Physisorption-based hydrogen compressor for liquid hydrogen-integrated refueling stations: A comparison between MOF-5 and MSC-30

The transition to hydrogen as a clean energy vector necessitates the development of compact, efficient, and scalable hydrogen refueling station (HRS) infrastructure, especially for space-constrained urban environments. Liquid hydrogen (LH₂)-based HRS provides an attractive solution due to its high volumetric density. However, conventional mechanical compressors are hindered by high maintenance costs, slow compression rates, and operational inefficiencies, posing challenges to rapid refueling demands. In this study, we explore a physisorption-based hydrogen compressor employing MOF-5 and MSC-30, commercially available porous materials optimized for cryogenic operation. Through comprehensive experimental measurements at 77, 111.15, 170, and 231.15 K, complemented by van't Hoff thermodynamic modeling, we established a hybrid framework to evaluate the system's compression performance.
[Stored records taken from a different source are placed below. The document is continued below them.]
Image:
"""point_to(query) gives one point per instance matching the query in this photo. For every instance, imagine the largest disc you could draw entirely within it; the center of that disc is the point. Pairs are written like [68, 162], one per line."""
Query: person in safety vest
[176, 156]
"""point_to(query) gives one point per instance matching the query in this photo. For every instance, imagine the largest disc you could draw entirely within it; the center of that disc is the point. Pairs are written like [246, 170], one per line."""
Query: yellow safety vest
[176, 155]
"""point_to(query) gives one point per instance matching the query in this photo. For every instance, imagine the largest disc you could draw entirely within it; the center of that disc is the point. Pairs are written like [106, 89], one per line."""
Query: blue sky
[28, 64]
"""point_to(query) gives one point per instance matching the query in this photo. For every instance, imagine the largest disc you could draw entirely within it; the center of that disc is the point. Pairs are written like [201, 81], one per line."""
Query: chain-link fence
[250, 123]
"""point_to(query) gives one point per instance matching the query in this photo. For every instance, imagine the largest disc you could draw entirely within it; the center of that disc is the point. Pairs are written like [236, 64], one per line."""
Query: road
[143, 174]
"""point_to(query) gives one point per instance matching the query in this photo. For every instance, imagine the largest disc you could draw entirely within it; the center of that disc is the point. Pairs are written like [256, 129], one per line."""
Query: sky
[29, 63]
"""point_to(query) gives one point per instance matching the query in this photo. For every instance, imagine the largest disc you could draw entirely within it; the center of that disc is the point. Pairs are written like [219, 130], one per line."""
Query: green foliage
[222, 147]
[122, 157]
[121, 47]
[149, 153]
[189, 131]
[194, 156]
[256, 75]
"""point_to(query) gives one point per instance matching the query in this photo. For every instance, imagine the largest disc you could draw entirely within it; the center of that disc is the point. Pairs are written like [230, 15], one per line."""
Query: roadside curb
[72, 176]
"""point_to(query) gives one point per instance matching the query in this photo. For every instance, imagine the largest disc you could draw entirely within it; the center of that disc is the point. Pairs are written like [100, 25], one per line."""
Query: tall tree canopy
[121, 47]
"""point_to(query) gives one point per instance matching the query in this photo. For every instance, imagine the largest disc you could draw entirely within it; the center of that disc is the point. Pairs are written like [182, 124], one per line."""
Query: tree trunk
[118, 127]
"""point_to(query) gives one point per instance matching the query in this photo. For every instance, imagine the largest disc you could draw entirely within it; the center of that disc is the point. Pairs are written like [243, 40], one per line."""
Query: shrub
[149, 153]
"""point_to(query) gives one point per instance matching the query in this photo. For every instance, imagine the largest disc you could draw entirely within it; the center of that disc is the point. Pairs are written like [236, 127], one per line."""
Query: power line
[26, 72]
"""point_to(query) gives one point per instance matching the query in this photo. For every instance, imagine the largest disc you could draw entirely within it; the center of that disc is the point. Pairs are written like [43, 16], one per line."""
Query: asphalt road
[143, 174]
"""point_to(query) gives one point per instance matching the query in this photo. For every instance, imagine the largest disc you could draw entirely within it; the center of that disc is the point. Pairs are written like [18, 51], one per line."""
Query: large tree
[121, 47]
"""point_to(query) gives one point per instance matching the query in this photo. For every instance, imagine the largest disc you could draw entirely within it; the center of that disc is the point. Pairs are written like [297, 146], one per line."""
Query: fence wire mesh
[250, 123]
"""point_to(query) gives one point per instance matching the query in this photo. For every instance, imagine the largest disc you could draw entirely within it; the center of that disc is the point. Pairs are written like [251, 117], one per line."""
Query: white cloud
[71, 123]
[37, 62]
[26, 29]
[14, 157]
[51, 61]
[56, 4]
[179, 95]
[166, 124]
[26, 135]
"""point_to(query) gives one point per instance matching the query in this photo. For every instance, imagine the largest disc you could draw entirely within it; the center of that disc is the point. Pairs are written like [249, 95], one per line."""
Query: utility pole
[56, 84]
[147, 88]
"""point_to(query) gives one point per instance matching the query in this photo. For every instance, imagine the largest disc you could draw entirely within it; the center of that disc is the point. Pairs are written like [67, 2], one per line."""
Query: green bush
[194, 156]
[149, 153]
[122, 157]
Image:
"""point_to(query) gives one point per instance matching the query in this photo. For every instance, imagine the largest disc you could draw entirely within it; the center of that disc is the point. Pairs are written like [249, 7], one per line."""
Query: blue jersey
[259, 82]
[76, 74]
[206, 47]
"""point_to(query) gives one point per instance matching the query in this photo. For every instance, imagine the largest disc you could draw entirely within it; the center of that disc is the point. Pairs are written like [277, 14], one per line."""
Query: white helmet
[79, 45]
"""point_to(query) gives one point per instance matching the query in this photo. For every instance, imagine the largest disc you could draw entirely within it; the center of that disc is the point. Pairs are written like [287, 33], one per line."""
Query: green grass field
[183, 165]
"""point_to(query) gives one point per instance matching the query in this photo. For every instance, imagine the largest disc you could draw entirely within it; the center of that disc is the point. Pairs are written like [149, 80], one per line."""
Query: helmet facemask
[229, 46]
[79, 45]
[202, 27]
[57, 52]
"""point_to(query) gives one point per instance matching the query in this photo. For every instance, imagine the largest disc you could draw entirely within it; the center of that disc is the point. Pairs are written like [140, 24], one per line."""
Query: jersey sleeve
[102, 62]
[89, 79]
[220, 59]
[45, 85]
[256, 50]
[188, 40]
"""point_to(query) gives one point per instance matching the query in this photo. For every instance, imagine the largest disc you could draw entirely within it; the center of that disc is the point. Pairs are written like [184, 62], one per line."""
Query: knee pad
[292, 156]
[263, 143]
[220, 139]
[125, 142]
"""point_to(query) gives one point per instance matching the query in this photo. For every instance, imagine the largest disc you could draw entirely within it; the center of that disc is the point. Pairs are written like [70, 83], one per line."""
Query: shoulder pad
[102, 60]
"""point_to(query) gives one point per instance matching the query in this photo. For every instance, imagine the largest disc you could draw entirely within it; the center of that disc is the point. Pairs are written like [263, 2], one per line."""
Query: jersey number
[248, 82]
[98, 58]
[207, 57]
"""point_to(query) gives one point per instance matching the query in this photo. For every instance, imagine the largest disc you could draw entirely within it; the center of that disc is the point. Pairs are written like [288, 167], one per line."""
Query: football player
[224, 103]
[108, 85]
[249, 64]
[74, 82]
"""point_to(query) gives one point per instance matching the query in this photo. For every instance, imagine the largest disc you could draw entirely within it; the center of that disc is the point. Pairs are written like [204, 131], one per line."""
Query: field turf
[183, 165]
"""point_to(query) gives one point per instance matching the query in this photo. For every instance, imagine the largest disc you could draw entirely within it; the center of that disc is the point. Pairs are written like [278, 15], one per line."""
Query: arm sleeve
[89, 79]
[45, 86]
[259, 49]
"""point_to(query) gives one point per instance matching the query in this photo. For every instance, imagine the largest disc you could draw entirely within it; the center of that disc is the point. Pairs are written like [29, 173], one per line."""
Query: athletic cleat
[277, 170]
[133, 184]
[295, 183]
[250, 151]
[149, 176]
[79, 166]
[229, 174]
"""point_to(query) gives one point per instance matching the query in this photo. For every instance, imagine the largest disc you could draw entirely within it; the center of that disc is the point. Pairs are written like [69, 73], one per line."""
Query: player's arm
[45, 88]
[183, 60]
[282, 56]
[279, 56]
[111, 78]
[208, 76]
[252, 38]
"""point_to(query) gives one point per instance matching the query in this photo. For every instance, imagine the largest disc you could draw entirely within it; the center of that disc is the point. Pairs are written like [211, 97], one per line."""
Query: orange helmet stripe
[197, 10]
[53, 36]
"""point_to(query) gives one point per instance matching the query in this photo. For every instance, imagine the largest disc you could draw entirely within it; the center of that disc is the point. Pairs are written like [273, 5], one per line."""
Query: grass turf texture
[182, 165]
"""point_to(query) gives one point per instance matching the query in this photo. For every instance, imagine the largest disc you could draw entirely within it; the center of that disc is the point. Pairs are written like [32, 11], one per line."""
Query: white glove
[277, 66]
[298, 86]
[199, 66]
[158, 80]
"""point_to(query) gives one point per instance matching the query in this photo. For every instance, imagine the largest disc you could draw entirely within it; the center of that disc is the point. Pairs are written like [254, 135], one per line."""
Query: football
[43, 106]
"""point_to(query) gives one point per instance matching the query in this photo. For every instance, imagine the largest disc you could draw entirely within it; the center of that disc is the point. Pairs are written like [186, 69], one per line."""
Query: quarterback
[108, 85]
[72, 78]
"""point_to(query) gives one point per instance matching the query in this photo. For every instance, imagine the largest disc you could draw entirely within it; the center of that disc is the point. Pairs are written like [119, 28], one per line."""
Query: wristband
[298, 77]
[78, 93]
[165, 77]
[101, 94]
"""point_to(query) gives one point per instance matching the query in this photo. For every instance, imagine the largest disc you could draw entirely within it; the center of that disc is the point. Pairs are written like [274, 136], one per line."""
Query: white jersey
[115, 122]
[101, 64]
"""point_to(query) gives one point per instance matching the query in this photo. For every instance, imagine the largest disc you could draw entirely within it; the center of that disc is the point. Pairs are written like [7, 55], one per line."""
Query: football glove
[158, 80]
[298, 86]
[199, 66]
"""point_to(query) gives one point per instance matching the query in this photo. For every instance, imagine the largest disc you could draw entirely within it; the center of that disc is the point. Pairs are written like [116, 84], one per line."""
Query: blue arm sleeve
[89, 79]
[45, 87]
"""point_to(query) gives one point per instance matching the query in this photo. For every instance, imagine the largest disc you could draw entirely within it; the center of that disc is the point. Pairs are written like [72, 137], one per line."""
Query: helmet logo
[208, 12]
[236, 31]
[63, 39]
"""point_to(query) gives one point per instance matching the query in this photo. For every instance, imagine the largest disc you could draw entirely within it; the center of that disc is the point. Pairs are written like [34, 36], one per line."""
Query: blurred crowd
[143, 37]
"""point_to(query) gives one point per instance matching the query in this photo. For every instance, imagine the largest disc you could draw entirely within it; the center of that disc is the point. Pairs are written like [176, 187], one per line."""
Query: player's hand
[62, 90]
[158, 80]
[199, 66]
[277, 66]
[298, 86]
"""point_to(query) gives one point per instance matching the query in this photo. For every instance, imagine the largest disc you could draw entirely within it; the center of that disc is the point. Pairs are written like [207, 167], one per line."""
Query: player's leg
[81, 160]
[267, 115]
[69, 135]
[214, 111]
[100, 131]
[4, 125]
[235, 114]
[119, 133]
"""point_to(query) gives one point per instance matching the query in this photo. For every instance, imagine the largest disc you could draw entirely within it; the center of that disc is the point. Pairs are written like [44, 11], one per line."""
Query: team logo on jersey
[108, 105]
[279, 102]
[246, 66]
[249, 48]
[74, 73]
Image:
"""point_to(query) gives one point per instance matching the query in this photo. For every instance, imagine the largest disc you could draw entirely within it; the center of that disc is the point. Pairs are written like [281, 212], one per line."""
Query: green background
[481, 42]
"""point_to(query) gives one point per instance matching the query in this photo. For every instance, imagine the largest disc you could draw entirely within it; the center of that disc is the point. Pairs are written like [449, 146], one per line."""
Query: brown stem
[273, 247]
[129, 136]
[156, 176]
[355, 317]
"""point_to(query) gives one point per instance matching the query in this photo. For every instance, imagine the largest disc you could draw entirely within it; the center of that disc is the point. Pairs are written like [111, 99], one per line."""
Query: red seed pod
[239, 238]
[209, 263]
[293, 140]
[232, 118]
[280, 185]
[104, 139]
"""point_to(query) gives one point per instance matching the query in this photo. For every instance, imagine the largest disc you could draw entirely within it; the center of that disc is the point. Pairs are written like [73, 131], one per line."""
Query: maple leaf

Our analysis defines both the theoretical upper limit (crystal density) and practical lower limit (tap density) of material performance, providing valuable guidelines for system design. In particular, MOF-5 is projected, based on crystal density and thermodynamic modeling, to achieve 900 bar hydrogen compression at 170 and 231.15 K, with an estimated usable capacity of 4–5 g/L. Compared to conventional compressors, the physisorption-based system offers efficient pressure recovery, enhanced operational safety, and reduced maintenance requirements. While direct high-pressure, cryogenic experimental validation is currently limited by equipment availability, our study lays a solid foundation for future implementation. Overall, this work advances the feasibility of physisorption-based hydrogen compressors as cost-effective, scalable, and energy-efficient solutions for LH₂-integrated HRS.